Actuellement les feuilles de thé, cueillies et séchées dans des pays du Sud, arrivent par bateau dans quelques ports pour toute l’Europe, comme Rotterdam et Tafford Park (Manchester). Puis le mélange de feuilles qui donne la qualité du goût (le blend) se fait en Angleterre, de même que l’empaquetage pour les marchés de Grande-Bretagne et d’Irlande. Le thé destiné au marché continental est acheminé vers les usines d’empaquetage de Bruxelles et Katowice. Et de là les paquets de thé partent vers les magasins de toute l’Europe.
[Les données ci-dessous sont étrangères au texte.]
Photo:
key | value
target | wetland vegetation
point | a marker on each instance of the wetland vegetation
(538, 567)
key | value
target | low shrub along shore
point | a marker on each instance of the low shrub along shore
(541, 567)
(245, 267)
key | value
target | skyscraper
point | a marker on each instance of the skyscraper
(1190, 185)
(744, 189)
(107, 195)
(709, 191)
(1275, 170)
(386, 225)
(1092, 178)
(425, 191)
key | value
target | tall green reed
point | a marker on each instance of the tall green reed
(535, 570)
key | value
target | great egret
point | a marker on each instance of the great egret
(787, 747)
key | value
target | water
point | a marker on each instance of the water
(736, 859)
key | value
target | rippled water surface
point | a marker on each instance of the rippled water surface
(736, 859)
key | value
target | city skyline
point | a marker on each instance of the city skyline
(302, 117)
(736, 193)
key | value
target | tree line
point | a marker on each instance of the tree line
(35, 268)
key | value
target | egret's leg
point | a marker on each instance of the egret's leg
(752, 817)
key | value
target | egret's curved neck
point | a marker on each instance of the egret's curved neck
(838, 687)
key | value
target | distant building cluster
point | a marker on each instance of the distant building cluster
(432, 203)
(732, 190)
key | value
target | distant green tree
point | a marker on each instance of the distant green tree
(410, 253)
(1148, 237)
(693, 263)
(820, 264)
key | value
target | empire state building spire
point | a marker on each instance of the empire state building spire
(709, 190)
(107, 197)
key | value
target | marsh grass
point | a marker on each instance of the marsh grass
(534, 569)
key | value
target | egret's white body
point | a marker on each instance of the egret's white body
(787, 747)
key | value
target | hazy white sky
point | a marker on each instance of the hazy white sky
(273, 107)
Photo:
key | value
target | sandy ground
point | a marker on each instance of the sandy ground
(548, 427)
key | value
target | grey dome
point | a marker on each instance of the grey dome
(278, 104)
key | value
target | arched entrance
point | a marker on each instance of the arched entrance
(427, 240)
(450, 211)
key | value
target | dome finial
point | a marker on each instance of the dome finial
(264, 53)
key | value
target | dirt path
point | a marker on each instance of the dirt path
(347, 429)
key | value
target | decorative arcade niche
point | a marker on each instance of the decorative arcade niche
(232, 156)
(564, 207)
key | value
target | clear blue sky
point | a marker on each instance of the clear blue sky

Au total cela fait beaucoup de route pour les camions ! Il est clair que l’arrêt des usines Fralib au Havre puis à Gémenos, qui approvisionnaient le marché français, a alourdi ce coût environnemental. L’enjeu du maintien de l’usine à Gémenos n’est donc pas seulement l’emploi, mais la préservation d’un site de production plus proche des régions de consommation. Mieux : dans le projet des travailleurs, le thé pour le marché français arriverait par bateau à Marseille, et serait mélangé puis empaqueté à Gémenos. Donc moins de transport.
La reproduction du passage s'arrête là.